An old customer had the same complaint with his 835, and after him grousing about refusing to cut the barrel and re-cut for chokes(Back bored barrel w/short taper/ rib in the mix..ugly.) I packed a fist sized Gob of #6's mixed with Marine-tex into the voids under the buttpad.
He thought I was a miracle worker untill I clued him in. Never even noticed the increased overall weight.:hmm3grin2orange: 

Seeing as how it's a kids shotgun, one of the smaller inertia(Mercury was the old standby) recoil reducers might add some counter balance, and take some thump out of the buttpad. You might have to drill through a couple of the support ribs to get a fit, and glop it in with epoxy, but they work.

Stay safe!
Dingeryote


----------



## ancy (Dec 3, 2012)

18.5"=legal 14"=perfect might try the stock filling thing. Need to get the trigger pull down on the 3 Crickets I'll have too. Any ideas there?

Sent from my XT881


----------



## dingeryote (Dec 3, 2012)

ancy said:


> 18.5"=legal 14"=perfect might try the stock filling thing. Need to get the trigger pull down on the 3 Crickets I'll have too. Any ideas there?
> 
> Sent from my XT881



ancy,

I have done triggers on a couple.
Those Cricketts come from the factory with LOTS of sear engagement, and most of it is Burr city. 
The Return spring is fine, so leave it alone. Just a bit of polishing without changing angles on engagement surfaces will do it. A fine white ceramic flat finishing stone is about as aggressive as ya need to get. They are a simple trigger, and you'll figure it out once you look at it, but if you have reservations, any good 'smith can hook you up.

Yeah, the fact that making a shotgun fit a kid properly bieng subject to a 200 Tax is ridiculous and contrary.
Taxed for not having a legitimate MILITARY application, yet the same Tax is levied on the transfer of M1919A4's...don't get me started.

Stay safe!
Dingeryote


----------



## jdc123 (Dec 3, 2012)

dingeryote said:


> ancy,
> 
> I have a love /Hate thing going with Colt, thanks to them going through cycles of Brilliance and then utter stupidity like this.
> 
> ...


I had an eighties-vintage Combat Commander that could have been better fitted by a chimp on cocaine. I understand the new 1911's are better?


----------



## dingeryote (Dec 4, 2012)

jdc123 said:


> I had an eighties-vintage Combat Commander that could have been better fitted by a chimp on cocaine. I understand the new 1911's are better?



LOL!!

Yeah, things got really crappy with Colt for a long time. By the looks of things, they are making some serious efforts, but are still behind the old series 70's and QC can still be spotty. For the price, a used Les Baer or Nighthawk is still a better option. 

Colt Recently secured the USMC MEU-SOC/MARSOC contract, so they will either tighten the hell up on both sides of the house due to the 1911 production bieng moved to the other side of the fence that splits the factory(Literally) floor, or they will screw it up totally...again.
I wish them luck, and applaud a non Cerebrus/Freedom group entity maybe getting ahead.

Stay Safe!
Dingeryote


----------



## Swamp Yankee (Dec 4, 2012)

Random thoughts from the Peanut Gallery

First I wanted to reply sooner, just was busy, sorry about that.

Six months or so ago I too started looking at AR style 22s. Long story short, the S&W MP15-22 was the best choice for me. 
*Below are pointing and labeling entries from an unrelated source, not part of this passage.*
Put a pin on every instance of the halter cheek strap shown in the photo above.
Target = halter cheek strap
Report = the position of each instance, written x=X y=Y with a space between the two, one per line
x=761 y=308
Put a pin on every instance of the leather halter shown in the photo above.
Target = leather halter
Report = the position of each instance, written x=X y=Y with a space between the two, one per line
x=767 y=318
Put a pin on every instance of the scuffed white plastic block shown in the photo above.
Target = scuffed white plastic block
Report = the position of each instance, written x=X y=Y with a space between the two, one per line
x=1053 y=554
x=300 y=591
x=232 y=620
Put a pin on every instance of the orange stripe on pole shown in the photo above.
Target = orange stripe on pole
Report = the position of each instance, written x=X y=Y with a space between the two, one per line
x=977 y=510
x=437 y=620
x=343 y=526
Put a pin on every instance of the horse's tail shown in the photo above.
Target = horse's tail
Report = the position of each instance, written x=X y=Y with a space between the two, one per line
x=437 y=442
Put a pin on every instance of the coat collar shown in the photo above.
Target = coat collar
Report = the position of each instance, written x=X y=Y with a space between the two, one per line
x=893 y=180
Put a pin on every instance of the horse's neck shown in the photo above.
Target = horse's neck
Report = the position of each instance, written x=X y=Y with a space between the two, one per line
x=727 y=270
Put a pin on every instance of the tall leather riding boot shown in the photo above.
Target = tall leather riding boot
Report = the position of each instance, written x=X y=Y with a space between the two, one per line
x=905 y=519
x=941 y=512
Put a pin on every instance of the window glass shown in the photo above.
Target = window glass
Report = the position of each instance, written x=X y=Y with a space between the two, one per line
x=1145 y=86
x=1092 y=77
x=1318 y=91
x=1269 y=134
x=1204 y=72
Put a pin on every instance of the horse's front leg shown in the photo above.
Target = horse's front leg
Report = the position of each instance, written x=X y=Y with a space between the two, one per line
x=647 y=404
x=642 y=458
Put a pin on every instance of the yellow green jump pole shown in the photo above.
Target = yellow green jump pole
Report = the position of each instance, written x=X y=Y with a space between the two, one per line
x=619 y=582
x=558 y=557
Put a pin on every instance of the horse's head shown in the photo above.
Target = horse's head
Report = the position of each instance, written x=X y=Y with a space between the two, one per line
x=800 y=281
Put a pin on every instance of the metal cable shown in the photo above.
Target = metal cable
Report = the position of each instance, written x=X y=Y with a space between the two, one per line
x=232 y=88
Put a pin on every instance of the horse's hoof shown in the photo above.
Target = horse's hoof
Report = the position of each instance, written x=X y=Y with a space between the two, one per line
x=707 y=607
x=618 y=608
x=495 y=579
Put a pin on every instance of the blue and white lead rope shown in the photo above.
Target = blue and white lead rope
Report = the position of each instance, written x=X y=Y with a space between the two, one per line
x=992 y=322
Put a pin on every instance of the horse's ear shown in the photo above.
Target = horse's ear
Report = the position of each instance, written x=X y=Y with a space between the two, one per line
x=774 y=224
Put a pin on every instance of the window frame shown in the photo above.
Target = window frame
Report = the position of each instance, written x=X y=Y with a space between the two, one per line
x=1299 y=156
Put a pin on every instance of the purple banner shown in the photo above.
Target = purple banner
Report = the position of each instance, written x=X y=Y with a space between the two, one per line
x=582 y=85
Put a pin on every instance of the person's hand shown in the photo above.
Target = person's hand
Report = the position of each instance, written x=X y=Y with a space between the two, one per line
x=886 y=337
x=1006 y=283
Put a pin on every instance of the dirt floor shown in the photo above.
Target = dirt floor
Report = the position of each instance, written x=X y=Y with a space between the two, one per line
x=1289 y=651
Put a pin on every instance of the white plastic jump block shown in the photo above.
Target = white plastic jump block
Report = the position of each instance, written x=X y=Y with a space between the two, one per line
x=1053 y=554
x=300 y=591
As the Colt was made by Walther, the same people that produced the P22 that in my opinion based upon the one I owned was the worst firearm ever produced on the planet, I was not going down that road. If it was made in Hartford so I could drive it 40 miles to the factory to get it serviced maybe. Another strike, mags though apparently plentiful on line were no where locally. I like Colt ARs, own 3, but this rifle is a Colt in it's rebadged name only.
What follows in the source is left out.